Its Risks Outweigh The Potential

manuscript

manuscript (Photo credit: El Chupacabrito)

Some mainstream publishers have become creative in how they handle the “slush pile.”

You create a profile on their site, submit your entire novel or book, and other writers read and rate the book or novel. If you get the popular vote, an editor gives you a free critique and if the editor likes it, a publishing contract.

I registered on one of these sites and uploaded a nonfiction book I had finished. People cluttered my timeline asking for me to read and rate their books and novels. Few actually read mine in exchange. One person told me how best to trick the system so my ratings will go up quicker. The books and novels I rated went un-discussed. A month later I stopped visiting the site. Six months ago I deleted my profile and book from the site. My overall experience was not good.

I’d rather submit the old fashioned way than risk plagerism by posting my entire novel or book online. People wanted their name known. They played the system, trampled over people to get their work read, and it was frustrating and overwhelming. Overwhelming because with all the social networking we have to do as writers, having to read an exhausting amount of novels or books just to get others to read and rate yours bled over into my carefully balanced schedule.
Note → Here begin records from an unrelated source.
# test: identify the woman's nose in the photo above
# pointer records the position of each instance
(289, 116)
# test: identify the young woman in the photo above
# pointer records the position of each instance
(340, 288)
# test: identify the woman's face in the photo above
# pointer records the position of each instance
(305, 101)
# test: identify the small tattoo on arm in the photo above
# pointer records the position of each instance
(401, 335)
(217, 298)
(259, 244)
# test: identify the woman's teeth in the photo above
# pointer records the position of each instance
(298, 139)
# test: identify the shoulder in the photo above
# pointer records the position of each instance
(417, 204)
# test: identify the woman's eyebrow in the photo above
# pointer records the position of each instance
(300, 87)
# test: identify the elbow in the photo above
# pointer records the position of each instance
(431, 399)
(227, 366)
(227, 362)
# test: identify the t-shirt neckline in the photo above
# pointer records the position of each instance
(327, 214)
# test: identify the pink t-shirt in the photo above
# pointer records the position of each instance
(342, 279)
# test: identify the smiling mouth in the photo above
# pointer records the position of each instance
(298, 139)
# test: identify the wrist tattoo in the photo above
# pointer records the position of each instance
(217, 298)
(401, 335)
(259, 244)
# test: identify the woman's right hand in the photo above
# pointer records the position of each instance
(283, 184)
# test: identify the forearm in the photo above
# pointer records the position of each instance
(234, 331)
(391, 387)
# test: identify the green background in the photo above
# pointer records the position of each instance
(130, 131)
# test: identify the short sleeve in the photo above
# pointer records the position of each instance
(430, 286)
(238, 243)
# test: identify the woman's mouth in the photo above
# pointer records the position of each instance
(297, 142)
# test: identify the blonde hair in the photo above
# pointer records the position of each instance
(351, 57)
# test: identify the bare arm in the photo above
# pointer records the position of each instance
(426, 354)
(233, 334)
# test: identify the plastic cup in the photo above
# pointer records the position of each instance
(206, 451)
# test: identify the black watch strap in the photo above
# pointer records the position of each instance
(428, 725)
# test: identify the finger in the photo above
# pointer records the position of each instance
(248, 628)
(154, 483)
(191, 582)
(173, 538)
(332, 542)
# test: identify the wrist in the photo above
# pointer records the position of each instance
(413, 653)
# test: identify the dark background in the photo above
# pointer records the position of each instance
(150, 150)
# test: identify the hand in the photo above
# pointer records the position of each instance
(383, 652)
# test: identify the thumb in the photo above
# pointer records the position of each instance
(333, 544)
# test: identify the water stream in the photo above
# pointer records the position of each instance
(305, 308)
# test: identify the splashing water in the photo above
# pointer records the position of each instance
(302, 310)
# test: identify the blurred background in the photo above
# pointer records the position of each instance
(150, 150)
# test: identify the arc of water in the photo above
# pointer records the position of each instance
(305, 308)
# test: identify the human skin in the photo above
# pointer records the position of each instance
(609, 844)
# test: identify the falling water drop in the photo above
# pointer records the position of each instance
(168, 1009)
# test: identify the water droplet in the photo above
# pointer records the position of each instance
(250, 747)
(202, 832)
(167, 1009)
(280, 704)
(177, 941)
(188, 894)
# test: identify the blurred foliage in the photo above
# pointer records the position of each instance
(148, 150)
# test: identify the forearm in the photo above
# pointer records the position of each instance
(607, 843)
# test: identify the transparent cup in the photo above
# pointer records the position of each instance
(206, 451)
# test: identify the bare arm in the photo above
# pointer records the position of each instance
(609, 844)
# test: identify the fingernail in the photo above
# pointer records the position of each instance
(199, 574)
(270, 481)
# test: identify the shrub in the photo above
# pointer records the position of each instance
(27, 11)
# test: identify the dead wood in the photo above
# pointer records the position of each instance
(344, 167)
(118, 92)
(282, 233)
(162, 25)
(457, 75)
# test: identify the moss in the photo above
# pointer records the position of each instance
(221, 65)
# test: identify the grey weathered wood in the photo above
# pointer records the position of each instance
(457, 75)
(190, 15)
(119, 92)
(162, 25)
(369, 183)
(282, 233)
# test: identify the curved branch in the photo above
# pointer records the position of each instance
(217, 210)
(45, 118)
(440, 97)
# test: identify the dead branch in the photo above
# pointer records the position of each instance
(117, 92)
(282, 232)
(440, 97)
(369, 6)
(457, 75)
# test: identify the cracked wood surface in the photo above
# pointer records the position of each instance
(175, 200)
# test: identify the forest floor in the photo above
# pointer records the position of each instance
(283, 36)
It also made me realize what those editors must be feeling every day that they come to work. They read from the slush pile or get rude emails from needy writers who think their work is the next C.S. Lewis. The risks of submitting to these sites outweigh the potential. I can’t see the value in that system. After all the work that I put into Book 1: The Rose Door of The Origin Series and the hours I am putting into Book 2: Firebrand, being so careless as to publish the whole thing online makes me nervous. It’s like winning the lottery, cashing the ticket, and leaving the bag of cash on the driveway and hope it’s still there in the morning.  There’s potential for publication, but it takes more work than its worth just to get heard on those sites.

I’d rather write, submit, and do my normal social networking, because I can’t live like that. I can’t make this all about me or there’s a danger of the system having a negative influence on me.

Over at the Rabbit Room yesterday, I read:

“As I pondered this, I remembered an anecdote that I’d read, or heard (I can’t remember which) of a conversation that Lewis had with Walter Hooper, his secretary at the time of his death. One day, as they sorted through letters, they were discussing the knights of the Round Table who went out in search of fame, glory, and “worship.” Surrounded by letters to Lewis from dozens of smitten readers, Hooper was struck by the similarity of Lewis’s fame to those of the knights and asked the hard question: was Lewis was aware of the fame he garnered and did he have to resist the desire for worship? “Every day,” was the gist of Lewis’s quiet answer.” (Sarah Clarkson)

Imagine receiving all those letters every day and having to remember that it’s not about you. The connections C.S. Lewis made with his fans is the kind of life I would like to live; to treat every email and comment as much as I can afford like a real person—not as a fan, but as someone I can connect with and encourage. Influence is a powerful tool in our culture. People use it for good and bad. At my old high school the slogan across the back of the gym was: The pen is mightier than the sword. Just look at the media and the influence of celebrities. For some people, all it takes is one word from a celebrity to change some people’s minds politically or otherwise without anyone checking the facts.

So if you choose to upload your book or novel to these sites, do so with caution. Some risk is required when pursuing publication, but how much is an individual decision. For me, the risks outweigh the potential on these sites.

What experiences have you had on these kind of sites?